Bağlayacağım yer aslında çok garip;
Mor Ve Ötesi yıllardır ağzında sakız ettiği Türkiye için gelmeyen siyasi devriminin müzikte karşılığını yaptı. İşin ironik tarafı Mor Ve Ötesi söylemleriyle, yaptıklarıyla karşı olduğu emperyalist sisteme Türk popunun geçmesini sağladı. Cambaz'ın çıkışından sonra rock müziğe artan ilgi, çıkan yeni gruplar, ortalıkta türeyen hem tikky'yim hem rocker'ım bana vermeyen ölsün insanları,
Hande Yener, farkedilir şekilde artan yurtdışından Türkiye'ye gelen gruplar bunun en somut örnekleri.
Eski Türk popu şimdi
Kral Tv'de alışkanlıklarını değiştirmekten korkan insanların sığınağı,
yeni Türk popu ise Mtv Türkiye ve Dream Tv'de kimliğini arayan bir çirkin ördek yavrusu, hatta
Eurovision'da bile başarısızlıktan korkan (!) Türk politikacılarının sığınağı. Rimi Rimi Rey'in (böyle miydi) Türkiye'deki müzik yazarlarları tarafından aşağılanması, yerin dibine sokulması da bu sürecin yardımcısıydı aslında.
Athena, değişen Kenan Doğulu ve Sibel Tüzün derken çarkıfelek döndü geldi Mor Ve Ötesi'nin önünde durdu.
Mor Ve Ötesi dönüp bakınca Eurovision sürecini imaj olarak çok iyi atlattı. Gerçi artık colayla Türkiye turnesine çıkmayız Koç'la çıkarız (!) tripleri pek kalmadıysa da bu söylemlerinin arkasını merak eden insanları da pek hayal kırıklığına uğratmadılar.
Deli sound olarak klasik bir Mor Ve Ötesi şarkısı tamam ama ileride dönüp bakınca anlayacağız ki Deli sözleriyle, klibiyle bu organizasyona çekilen bir orta parmaktı.
Başıbozuk EP'si Deli'yi ve yine Eurovision için yapılmış iki şarkıyla grubun Eurovision döneminde stüdyolarda çaldığı canlı kayıtları kapsayan ama genelde eleştiriyi yapılan kötü remixlerden alan bir çıkış yaptı. Kemik Mor Ve Ötesi fanlarının hayalkırıklarını yansıtan cümleler bu remixlerin yerine eski, özellikle
Bırak Zaman Aksın şarkılarının yeniden yorumlanıp sürülmesinin çok daha tatmin vereceği yönünde.

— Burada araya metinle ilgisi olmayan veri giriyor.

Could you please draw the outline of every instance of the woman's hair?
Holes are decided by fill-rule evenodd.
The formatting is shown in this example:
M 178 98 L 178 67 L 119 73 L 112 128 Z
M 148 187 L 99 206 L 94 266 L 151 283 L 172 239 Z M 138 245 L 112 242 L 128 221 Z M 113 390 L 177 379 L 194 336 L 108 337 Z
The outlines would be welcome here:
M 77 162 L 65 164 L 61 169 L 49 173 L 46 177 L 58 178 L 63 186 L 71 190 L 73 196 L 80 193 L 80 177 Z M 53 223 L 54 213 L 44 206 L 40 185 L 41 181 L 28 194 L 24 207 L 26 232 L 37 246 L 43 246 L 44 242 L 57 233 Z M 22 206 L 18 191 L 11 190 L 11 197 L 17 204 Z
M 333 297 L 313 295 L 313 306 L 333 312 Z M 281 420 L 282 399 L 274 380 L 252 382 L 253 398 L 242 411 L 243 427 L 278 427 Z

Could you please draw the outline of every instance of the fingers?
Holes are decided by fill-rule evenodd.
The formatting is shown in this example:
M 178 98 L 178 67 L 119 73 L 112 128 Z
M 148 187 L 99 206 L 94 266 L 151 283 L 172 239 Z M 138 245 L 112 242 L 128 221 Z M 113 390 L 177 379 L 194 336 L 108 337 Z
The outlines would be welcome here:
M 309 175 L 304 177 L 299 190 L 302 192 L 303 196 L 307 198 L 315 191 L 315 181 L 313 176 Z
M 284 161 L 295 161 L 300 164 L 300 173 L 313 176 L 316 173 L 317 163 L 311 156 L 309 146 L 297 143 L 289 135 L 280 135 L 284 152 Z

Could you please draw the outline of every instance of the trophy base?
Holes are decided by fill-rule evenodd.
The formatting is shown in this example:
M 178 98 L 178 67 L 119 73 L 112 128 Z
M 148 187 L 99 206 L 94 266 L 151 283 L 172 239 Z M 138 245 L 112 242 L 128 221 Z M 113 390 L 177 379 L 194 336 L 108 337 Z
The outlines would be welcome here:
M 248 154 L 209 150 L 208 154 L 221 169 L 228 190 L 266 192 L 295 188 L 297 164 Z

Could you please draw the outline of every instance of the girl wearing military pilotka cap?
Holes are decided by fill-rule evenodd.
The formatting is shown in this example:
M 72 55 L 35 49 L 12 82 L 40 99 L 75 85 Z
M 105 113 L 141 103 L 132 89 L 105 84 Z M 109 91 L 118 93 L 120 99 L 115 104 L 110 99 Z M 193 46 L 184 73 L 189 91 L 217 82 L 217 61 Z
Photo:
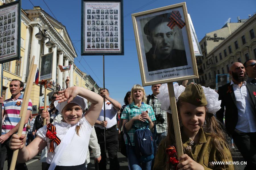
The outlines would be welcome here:
M 172 118 L 168 114 L 167 135 L 158 147 L 153 169 L 234 169 L 233 165 L 216 165 L 232 161 L 229 138 L 214 116 L 220 108 L 218 95 L 199 84 L 174 86 L 184 154 L 177 158 Z M 167 85 L 162 84 L 159 91 L 157 98 L 162 109 L 171 113 Z

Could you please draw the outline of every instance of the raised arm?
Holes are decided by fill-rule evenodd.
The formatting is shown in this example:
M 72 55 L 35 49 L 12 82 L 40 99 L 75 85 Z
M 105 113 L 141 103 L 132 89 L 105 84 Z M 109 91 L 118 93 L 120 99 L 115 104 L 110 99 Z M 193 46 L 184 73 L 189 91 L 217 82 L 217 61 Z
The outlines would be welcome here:
M 56 96 L 56 100 L 60 100 L 59 103 L 67 101 L 68 103 L 69 103 L 77 95 L 90 101 L 92 104 L 86 113 L 85 117 L 91 125 L 94 125 L 103 105 L 103 98 L 101 96 L 90 90 L 75 86 L 60 91 L 59 93 L 61 94 Z

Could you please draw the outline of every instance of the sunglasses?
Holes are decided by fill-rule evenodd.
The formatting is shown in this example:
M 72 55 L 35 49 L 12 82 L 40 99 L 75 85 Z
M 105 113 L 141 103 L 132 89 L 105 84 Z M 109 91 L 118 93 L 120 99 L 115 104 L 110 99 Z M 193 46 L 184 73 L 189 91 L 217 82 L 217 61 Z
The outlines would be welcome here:
M 255 62 L 253 62 L 253 63 L 251 63 L 249 65 L 246 66 L 245 67 L 245 68 L 246 68 L 246 67 L 248 67 L 248 66 L 251 66 L 251 67 L 254 67 L 255 66 L 255 65 L 256 65 L 256 63 L 255 63 Z

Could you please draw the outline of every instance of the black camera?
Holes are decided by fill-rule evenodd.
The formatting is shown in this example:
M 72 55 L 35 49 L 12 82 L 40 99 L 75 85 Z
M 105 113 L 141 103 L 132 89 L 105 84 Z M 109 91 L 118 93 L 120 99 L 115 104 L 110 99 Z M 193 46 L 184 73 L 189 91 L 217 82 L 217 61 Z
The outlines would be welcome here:
M 158 123 L 163 124 L 164 122 L 164 119 L 163 117 L 163 115 L 162 114 L 156 114 L 156 118 L 157 122 L 159 122 Z

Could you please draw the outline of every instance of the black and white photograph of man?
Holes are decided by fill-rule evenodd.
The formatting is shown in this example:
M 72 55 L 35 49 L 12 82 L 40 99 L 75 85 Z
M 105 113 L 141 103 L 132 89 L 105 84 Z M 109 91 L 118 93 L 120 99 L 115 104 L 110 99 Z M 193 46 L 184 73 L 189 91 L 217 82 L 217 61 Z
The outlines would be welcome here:
M 53 53 L 42 56 L 41 58 L 41 65 L 40 68 L 40 77 L 49 74 L 52 72 L 51 64 L 52 57 Z M 46 79 L 45 78 L 44 78 Z M 41 79 L 41 78 L 40 79 Z
M 170 15 L 166 13 L 140 20 L 141 23 L 146 22 L 141 29 L 146 35 L 143 41 L 148 71 L 187 65 L 180 29 L 176 26 L 172 29 L 167 26 Z M 177 44 L 177 39 L 183 43 Z
M 221 86 L 225 85 L 228 82 L 228 75 L 217 75 L 216 78 L 216 87 L 218 88 Z

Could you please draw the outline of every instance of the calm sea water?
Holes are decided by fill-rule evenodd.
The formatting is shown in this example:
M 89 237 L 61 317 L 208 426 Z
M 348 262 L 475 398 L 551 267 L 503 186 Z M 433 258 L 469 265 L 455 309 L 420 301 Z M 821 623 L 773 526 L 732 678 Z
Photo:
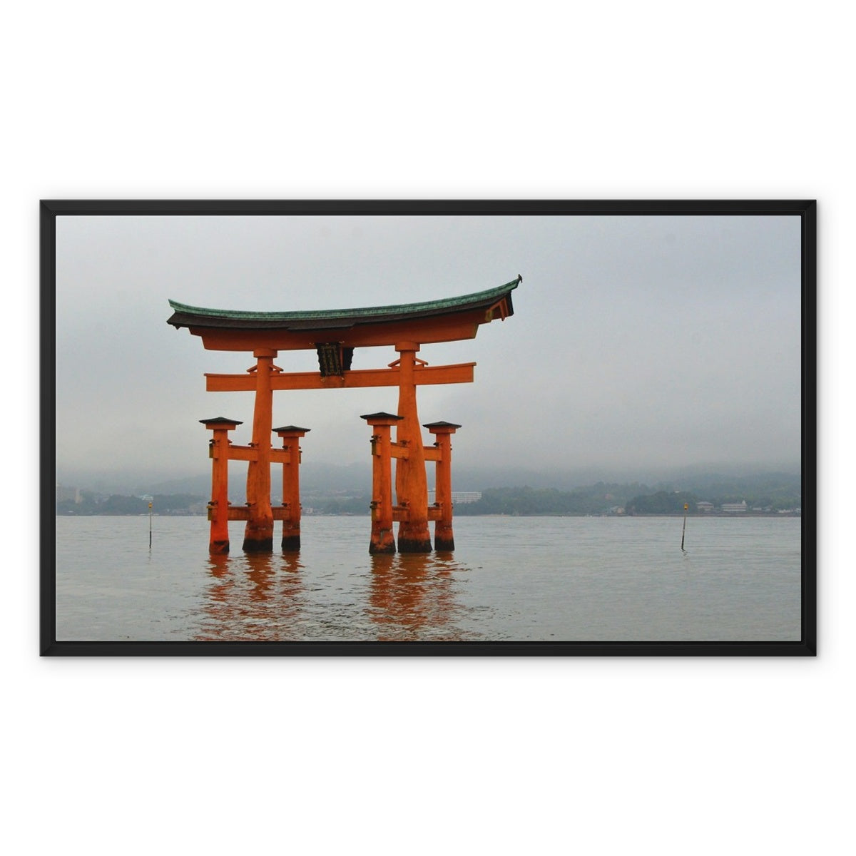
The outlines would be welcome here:
M 201 517 L 56 520 L 58 640 L 797 641 L 799 518 L 461 517 L 455 553 L 371 556 L 368 518 L 299 554 L 208 555 Z M 433 528 L 433 526 L 432 526 Z M 275 538 L 274 543 L 277 539 Z M 235 549 L 236 548 L 236 549 Z

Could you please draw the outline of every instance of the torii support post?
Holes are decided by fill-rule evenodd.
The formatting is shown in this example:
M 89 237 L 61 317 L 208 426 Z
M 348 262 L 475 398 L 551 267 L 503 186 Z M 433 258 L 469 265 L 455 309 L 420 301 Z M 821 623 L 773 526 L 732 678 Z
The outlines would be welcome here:
M 406 450 L 396 455 L 395 496 L 403 511 L 398 525 L 400 553 L 430 553 L 431 533 L 428 531 L 428 480 L 425 478 L 425 450 L 422 431 L 416 410 L 415 342 L 398 342 L 395 350 L 401 354 L 399 365 L 398 412 L 401 420 L 395 428 L 395 445 Z M 424 360 L 419 360 L 424 365 Z M 393 364 L 395 365 L 395 364 Z
M 211 501 L 208 503 L 211 536 L 208 552 L 223 556 L 229 552 L 229 432 L 243 425 L 237 419 L 217 416 L 212 419 L 199 419 L 214 436 L 209 444 L 211 459 Z
M 374 429 L 372 435 L 372 538 L 369 552 L 395 553 L 392 532 L 392 440 L 389 429 L 401 417 L 395 413 L 369 413 L 360 419 Z
M 270 433 L 273 431 L 273 390 L 270 376 L 279 371 L 273 365 L 276 351 L 257 348 L 256 401 L 253 411 L 253 441 L 255 460 L 247 467 L 247 505 L 249 519 L 244 530 L 245 553 L 273 552 L 273 512 L 270 510 Z
M 452 531 L 452 435 L 461 427 L 454 422 L 430 422 L 424 427 L 437 440 L 434 445 L 439 450 L 435 470 L 435 506 L 440 517 L 434 523 L 434 549 L 455 550 L 455 533 Z
M 282 462 L 282 550 L 288 552 L 300 549 L 300 437 L 306 437 L 308 428 L 283 425 L 274 428 L 282 441 L 282 449 L 288 452 L 288 461 Z

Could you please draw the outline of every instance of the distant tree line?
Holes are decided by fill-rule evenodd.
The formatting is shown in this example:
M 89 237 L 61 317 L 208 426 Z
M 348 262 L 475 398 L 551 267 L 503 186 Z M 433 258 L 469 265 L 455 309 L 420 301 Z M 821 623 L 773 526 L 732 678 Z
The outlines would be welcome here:
M 155 494 L 152 498 L 152 510 L 158 514 L 189 514 L 190 507 L 205 502 L 202 496 L 187 493 Z M 56 503 L 57 514 L 147 514 L 149 500 L 139 496 L 123 496 L 112 494 L 102 496 L 88 490 L 80 491 L 80 502 L 64 499 Z
M 475 502 L 456 502 L 455 514 L 676 514 L 699 513 L 696 502 L 704 500 L 715 510 L 725 502 L 746 501 L 747 508 L 780 511 L 800 508 L 802 485 L 800 476 L 768 474 L 741 478 L 699 477 L 689 487 L 657 484 L 649 487 L 631 484 L 597 482 L 573 490 L 555 488 L 499 487 L 482 491 Z M 303 501 L 305 510 L 320 514 L 368 515 L 372 497 L 312 496 Z M 191 507 L 204 504 L 195 494 L 158 494 L 152 499 L 152 510 L 158 514 L 188 514 Z M 102 496 L 81 491 L 81 502 L 64 500 L 56 503 L 57 514 L 145 514 L 147 499 L 113 495 Z

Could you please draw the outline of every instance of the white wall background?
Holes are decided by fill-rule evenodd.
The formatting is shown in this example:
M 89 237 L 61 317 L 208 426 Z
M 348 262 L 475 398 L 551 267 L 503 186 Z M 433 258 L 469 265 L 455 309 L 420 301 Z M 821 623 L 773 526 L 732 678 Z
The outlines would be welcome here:
M 7 9 L 15 852 L 844 852 L 856 223 L 841 8 Z M 212 197 L 817 198 L 820 656 L 39 658 L 38 199 Z

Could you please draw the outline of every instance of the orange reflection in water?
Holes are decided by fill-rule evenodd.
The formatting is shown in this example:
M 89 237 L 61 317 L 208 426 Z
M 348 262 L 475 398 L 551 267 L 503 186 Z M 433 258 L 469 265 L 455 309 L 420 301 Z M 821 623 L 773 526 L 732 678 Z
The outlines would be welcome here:
M 450 553 L 395 553 L 372 556 L 369 615 L 382 641 L 457 638 Z M 448 631 L 443 633 L 443 631 Z
M 195 639 L 250 641 L 282 639 L 300 612 L 299 558 L 290 554 L 211 556 L 204 617 Z

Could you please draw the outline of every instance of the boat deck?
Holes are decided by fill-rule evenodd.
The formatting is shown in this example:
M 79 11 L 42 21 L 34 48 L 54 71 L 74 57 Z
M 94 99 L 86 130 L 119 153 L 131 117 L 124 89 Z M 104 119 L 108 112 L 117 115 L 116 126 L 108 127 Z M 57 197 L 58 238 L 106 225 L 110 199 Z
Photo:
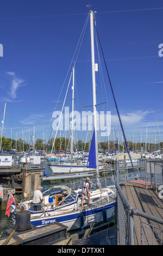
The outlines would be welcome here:
M 121 185 L 121 187 L 134 208 L 153 216 L 162 218 L 163 200 L 159 197 L 159 192 L 153 190 L 146 188 L 145 182 L 138 181 L 127 182 L 126 186 Z M 149 187 L 150 184 L 149 184 Z M 163 225 L 139 216 L 134 215 L 134 220 L 135 245 L 141 245 L 141 240 L 143 240 L 143 245 L 159 245 L 158 241 L 161 240 L 160 231 L 158 233 L 155 232 L 155 237 L 153 239 L 152 231 L 149 226 L 148 230 L 145 230 L 145 228 L 143 228 L 143 233 L 146 235 L 142 235 L 141 230 L 141 223 L 143 222 L 153 225 L 156 227 L 158 230 L 163 229 Z M 142 225 L 143 225 L 143 224 Z

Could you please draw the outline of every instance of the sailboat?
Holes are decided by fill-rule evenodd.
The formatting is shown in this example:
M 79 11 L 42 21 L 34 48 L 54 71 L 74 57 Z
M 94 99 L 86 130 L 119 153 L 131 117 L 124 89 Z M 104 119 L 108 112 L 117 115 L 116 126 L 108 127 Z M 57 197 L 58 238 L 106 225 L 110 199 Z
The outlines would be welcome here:
M 82 172 L 84 170 L 92 170 L 92 168 L 91 167 L 89 167 L 87 164 L 86 162 L 84 162 L 82 161 L 80 159 L 80 156 L 78 157 L 74 157 L 73 156 L 73 129 L 74 129 L 74 117 L 73 117 L 73 112 L 74 112 L 74 66 L 72 68 L 72 74 L 73 74 L 73 85 L 72 87 L 72 132 L 71 132 L 71 148 L 70 148 L 70 153 L 71 153 L 71 156 L 70 157 L 70 161 L 67 161 L 67 162 L 63 162 L 61 159 L 59 160 L 58 159 L 58 163 L 56 162 L 50 162 L 49 163 L 49 166 L 51 168 L 54 174 L 57 173 L 70 173 L 70 172 Z M 58 125 L 59 126 L 59 125 Z M 55 137 L 56 137 L 55 134 Z M 53 151 L 53 148 L 54 145 L 55 143 L 55 139 L 53 142 L 53 144 L 52 147 L 52 149 L 51 150 L 51 154 Z M 52 156 L 51 154 L 49 156 L 48 160 L 51 159 Z M 82 157 L 82 155 L 81 156 Z M 54 156 L 53 156 L 54 157 Z M 100 169 L 103 169 L 105 166 L 104 163 L 101 163 L 99 164 L 98 168 Z
M 94 111 L 94 131 L 87 166 L 96 170 L 96 185 L 90 189 L 90 203 L 87 199 L 84 202 L 84 208 L 82 208 L 82 190 L 73 190 L 66 186 L 54 186 L 45 191 L 42 209 L 34 211 L 32 200 L 22 202 L 22 209 L 29 210 L 31 213 L 31 224 L 37 227 L 58 222 L 67 227 L 67 230 L 83 229 L 91 223 L 107 222 L 114 216 L 114 206 L 116 200 L 116 189 L 114 186 L 102 188 L 99 182 L 99 163 L 97 129 L 97 109 L 96 96 L 96 80 L 95 71 L 95 50 L 93 38 L 94 13 L 90 10 L 90 30 L 91 39 L 92 76 L 93 101 Z M 12 217 L 15 216 L 16 206 L 12 205 Z M 18 209 L 17 210 L 20 210 Z

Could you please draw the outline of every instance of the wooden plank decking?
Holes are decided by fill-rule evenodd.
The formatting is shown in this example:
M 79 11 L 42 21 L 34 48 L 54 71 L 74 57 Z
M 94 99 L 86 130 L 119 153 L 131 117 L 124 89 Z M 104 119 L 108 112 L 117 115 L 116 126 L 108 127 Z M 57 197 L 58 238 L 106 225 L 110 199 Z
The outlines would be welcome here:
M 163 199 L 159 198 L 159 193 L 151 189 L 145 188 L 145 186 L 141 182 L 128 182 L 127 185 L 122 185 L 121 189 L 127 198 L 134 208 L 141 211 L 162 218 L 163 216 Z M 145 184 L 144 184 L 145 185 Z M 143 228 L 142 240 L 143 245 L 158 245 L 159 241 L 161 239 L 160 229 L 163 229 L 163 225 L 155 222 L 147 220 L 146 218 L 134 216 L 134 239 L 135 245 L 141 245 L 141 222 L 154 225 L 155 228 L 155 239 L 153 239 L 153 233 L 151 227 L 147 224 Z M 145 226 L 145 224 L 143 224 Z M 147 227 L 147 229 L 146 227 Z M 157 231 L 159 231 L 158 233 Z M 147 234 L 145 235 L 144 234 Z M 156 239 L 155 239 L 156 238 Z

Ben de kesinlikle bu görüşe katılıyorum ve de ekliyorum; Dişi Zamiri gibi, Kayıp gibi kayıp Mor Ve Ötesi kayıtlarının eklenmesi ancak ara bir albümle ya da Best Of'la mümkün olurdu. Bu albümün içinde bunların yerine Mor Ve Ötesi sevenlerini ilgilendirmeyecek remixlerin bulunması sanırım rahatsızlık veren, çünkü bu remixler gerçekten Mor Ve Ötesi için ne ileri bir adım, ne yana bir adım, ne de geriye bir adım. Tamamen boş bir çabalama.
İddia ve
Sonbahar ise bu albümden çıkacak en büyük kazanç....
Bir de bu albümle ilgili kapağın görünümünün altında saklanan suratın kime ait olduğunu merak ediyorum. Bir fikriniz veya bilginiz varsa beklerim.